Страница 38 из 54
Прошла череда свидетелей: сначала соседи обсмаковали рассказы о юношах, как правило, бродягах или рабах, которые частенько заглядывали к нему в мастерскую под предлогом попозировать для скульптур. Рассказ зашел о его ночных развлечениях: пикантных криках, приторных стонах, кисло-сладком аромате оргий, ежедневно полдюжины обнаженных, белых, как сливочные пирожные, эфебов. Немало желудков свело от таких разговоров.
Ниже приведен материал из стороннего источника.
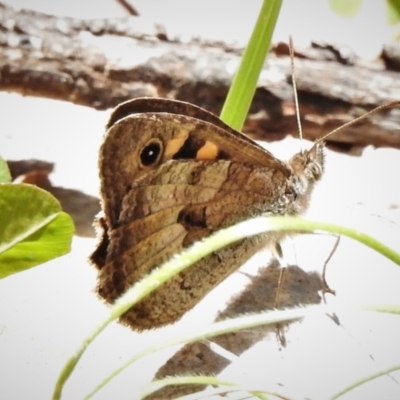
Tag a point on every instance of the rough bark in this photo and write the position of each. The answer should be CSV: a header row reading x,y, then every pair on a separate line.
x,y
100,63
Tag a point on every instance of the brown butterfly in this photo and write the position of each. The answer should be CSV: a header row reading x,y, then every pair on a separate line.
x,y
172,174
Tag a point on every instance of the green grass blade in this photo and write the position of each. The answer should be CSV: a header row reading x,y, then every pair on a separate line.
x,y
240,96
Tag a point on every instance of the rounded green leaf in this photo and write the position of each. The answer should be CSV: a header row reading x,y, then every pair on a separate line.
x,y
5,175
393,11
33,228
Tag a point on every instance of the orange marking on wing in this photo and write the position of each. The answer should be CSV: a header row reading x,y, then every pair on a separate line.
x,y
208,152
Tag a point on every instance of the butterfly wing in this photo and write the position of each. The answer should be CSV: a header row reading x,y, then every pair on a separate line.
x,y
168,180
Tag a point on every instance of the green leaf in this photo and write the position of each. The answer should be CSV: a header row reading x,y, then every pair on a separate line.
x,y
241,93
33,228
5,175
393,11
345,8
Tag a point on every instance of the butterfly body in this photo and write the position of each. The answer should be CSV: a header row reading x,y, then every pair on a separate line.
x,y
171,174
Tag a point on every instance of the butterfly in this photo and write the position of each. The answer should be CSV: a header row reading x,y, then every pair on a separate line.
x,y
171,174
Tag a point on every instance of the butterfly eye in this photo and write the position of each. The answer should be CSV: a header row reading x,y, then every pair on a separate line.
x,y
315,170
151,153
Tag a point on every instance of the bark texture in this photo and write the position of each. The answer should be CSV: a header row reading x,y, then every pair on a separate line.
x,y
100,63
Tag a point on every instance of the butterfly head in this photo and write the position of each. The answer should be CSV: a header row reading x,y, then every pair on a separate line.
x,y
308,168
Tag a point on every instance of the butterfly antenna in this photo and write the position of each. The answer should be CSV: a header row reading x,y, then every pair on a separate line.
x,y
367,114
296,100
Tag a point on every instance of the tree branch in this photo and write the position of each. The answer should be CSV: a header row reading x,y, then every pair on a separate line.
x,y
100,63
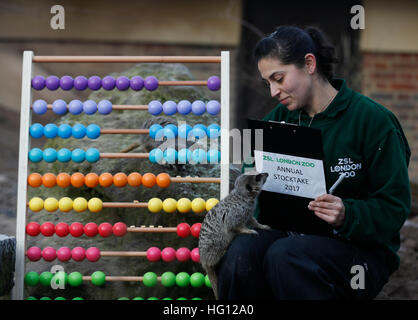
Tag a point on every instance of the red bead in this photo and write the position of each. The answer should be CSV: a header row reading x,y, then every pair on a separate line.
x,y
119,229
195,229
105,229
153,254
49,254
47,229
76,229
78,254
183,254
91,229
62,229
183,230
33,229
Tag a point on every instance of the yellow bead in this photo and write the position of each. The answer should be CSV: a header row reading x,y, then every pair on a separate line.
x,y
169,205
95,205
36,204
210,203
65,204
51,204
80,204
184,205
198,205
155,205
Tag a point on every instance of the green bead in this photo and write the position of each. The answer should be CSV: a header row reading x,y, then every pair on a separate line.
x,y
32,278
150,279
168,279
75,279
182,279
98,278
207,282
45,278
197,279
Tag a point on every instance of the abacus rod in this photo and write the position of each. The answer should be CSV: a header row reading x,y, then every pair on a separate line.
x,y
129,59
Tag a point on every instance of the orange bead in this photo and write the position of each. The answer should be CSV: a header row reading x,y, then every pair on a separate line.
x,y
35,180
134,179
49,180
63,180
91,180
163,180
148,180
120,179
77,179
106,179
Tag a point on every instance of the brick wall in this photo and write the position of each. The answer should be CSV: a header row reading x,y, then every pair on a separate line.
x,y
391,79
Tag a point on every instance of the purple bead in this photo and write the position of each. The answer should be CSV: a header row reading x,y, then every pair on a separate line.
x,y
66,83
151,83
104,107
80,83
213,107
75,107
169,107
137,83
38,82
95,83
108,83
184,107
89,107
198,107
214,83
39,106
52,82
59,106
155,107
122,83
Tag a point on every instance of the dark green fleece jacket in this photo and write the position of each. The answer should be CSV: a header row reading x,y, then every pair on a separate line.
x,y
365,141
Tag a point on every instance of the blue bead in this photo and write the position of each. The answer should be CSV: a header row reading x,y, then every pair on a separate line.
x,y
65,131
92,155
35,155
64,155
93,131
78,155
36,130
79,131
154,129
184,156
51,130
50,155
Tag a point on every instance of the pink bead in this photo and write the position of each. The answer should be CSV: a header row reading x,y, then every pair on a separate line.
x,y
34,253
78,254
168,254
183,254
49,254
153,254
93,254
64,254
195,255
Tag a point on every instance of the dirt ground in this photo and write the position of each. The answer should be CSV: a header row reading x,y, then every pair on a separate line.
x,y
403,284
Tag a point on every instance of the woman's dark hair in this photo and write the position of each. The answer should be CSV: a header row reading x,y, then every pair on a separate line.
x,y
290,45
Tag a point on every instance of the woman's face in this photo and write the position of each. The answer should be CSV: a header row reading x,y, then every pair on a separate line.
x,y
288,84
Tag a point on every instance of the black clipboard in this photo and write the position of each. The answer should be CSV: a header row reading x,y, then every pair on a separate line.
x,y
282,211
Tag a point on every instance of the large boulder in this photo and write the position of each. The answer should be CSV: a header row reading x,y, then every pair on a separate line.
x,y
128,266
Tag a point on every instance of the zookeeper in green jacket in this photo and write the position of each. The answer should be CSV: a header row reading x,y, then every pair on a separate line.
x,y
361,139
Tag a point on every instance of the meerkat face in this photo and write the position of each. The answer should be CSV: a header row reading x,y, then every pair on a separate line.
x,y
250,183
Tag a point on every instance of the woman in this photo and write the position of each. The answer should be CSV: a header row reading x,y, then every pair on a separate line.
x,y
363,140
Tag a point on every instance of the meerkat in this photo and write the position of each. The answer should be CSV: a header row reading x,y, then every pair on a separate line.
x,y
231,216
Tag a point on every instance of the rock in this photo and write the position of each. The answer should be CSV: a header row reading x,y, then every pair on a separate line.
x,y
7,263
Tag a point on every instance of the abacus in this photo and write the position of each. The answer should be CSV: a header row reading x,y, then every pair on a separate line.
x,y
121,179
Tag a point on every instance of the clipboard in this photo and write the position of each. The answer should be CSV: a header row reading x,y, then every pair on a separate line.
x,y
289,212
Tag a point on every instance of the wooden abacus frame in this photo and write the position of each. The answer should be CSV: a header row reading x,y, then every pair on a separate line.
x,y
25,121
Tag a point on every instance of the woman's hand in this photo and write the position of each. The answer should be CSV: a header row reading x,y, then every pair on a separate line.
x,y
329,208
После несколько поэтов утверждали, что Менехм был добрым гражданином и еще лучшим писателем и что он, не щадя сил, старался возродить старинный рецепт афинского театра, но поскольку они были такими же ничего не стоившими писаками, как и тот, кого они пытались возвысить, архонты не приняли их заявления во внимание.
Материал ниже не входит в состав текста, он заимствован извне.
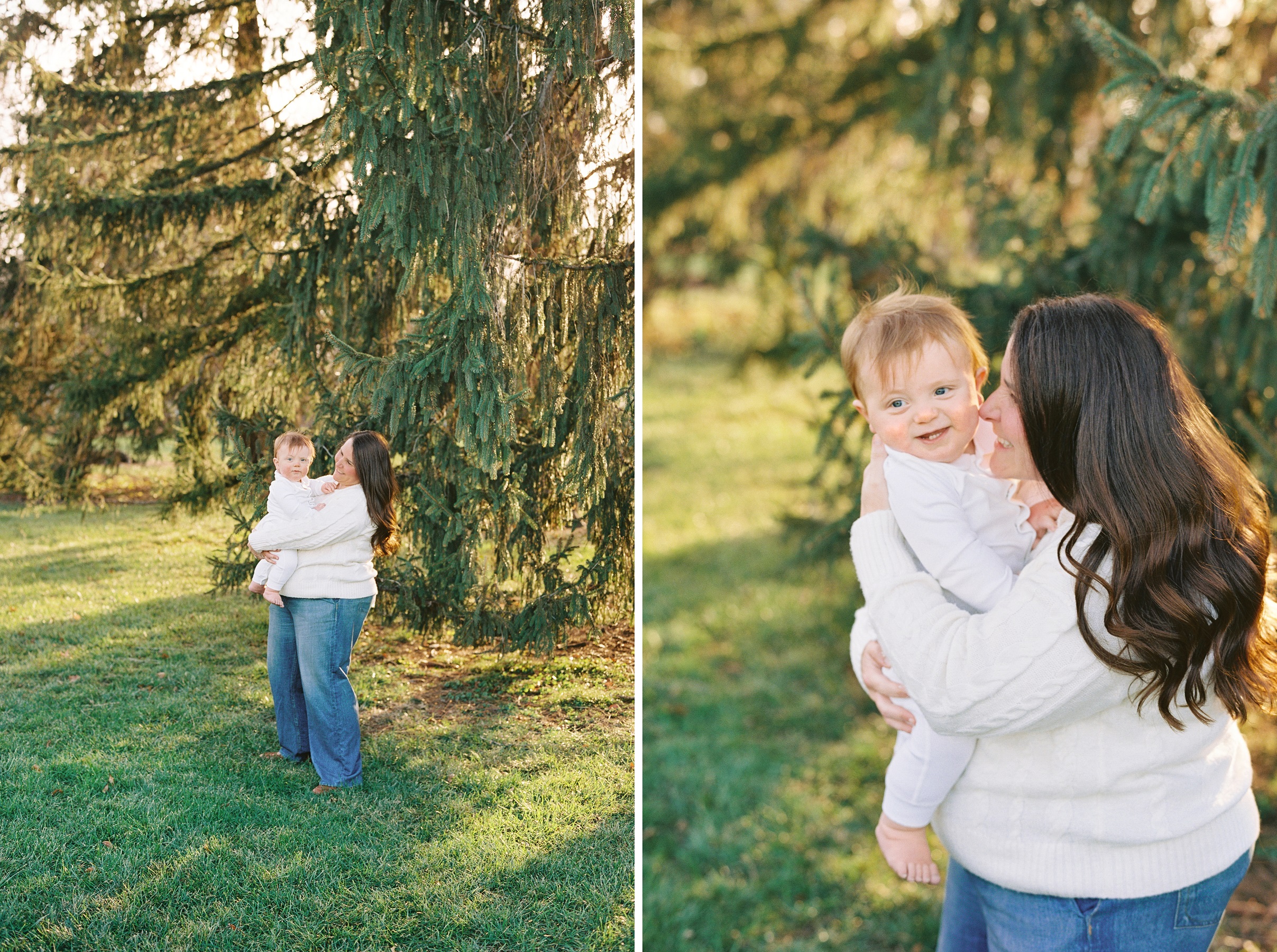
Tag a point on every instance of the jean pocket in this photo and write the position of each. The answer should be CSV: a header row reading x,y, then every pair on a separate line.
x,y
1201,907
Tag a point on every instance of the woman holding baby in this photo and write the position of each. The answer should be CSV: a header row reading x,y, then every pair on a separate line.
x,y
1108,803
324,607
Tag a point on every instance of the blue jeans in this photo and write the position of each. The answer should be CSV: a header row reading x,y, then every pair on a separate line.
x,y
308,661
980,917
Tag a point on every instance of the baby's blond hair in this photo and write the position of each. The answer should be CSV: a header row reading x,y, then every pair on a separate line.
x,y
293,438
898,326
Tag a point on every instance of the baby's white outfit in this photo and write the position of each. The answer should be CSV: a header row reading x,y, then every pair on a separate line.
x,y
973,538
289,500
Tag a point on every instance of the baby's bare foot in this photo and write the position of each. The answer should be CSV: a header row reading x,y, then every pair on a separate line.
x,y
907,852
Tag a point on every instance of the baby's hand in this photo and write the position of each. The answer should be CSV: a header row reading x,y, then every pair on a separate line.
x,y
1044,515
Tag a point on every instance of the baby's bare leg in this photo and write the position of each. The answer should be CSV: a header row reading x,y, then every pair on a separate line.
x,y
907,852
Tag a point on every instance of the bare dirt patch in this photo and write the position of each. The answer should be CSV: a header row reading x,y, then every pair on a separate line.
x,y
586,684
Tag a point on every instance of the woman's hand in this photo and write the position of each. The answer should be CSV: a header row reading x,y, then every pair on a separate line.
x,y
874,484
881,689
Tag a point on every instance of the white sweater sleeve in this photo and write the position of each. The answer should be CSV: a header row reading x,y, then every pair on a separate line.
x,y
343,519
317,493
927,506
1023,665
Настала очередь распотрошить преступления: на свет проступили окровавленные кромки, искрошенное мясо, разжиженные внутренности, жалкие сырые тела. Слово взял начальник приграничной стражи, нашедший Трамаха; выступили астиномы, освидетельствовавшие тела Эвния и Анфиса; вопросы сыпались, как гарнир из потрохов; воображение сдабривало труп кусками ног, лиц, рук, языков, спин и животов. Наконец в полдень, под палящей властью солнечных жеребцов, на ступени помоста поднялась темная фигура Диагора, сына Ямпсака из дема Медонт. Тишина была искренней: все с жадным нетерпением ожидали заявления, считавшегося главной частью обвинения. Диагор, сын Ямпсака из дема Медонт, оправдал их ожидания: его ответы были тверды, ясное произношение безупречно, изложение фактов честно, выводы осторожны, с небольшой горчинкой в конце, временами он был несколько суров, но в целом выступил неплохо. Во время своей речи он смотрел не на трибуны, где восседал Платон и некоторые из его коллег, а на помост архонтов, несмотря на то, что они, казалось, не уделяли его словам ни малейшего внимания, будто приговор для них уже ясен, и его свидетельство – простая закуска.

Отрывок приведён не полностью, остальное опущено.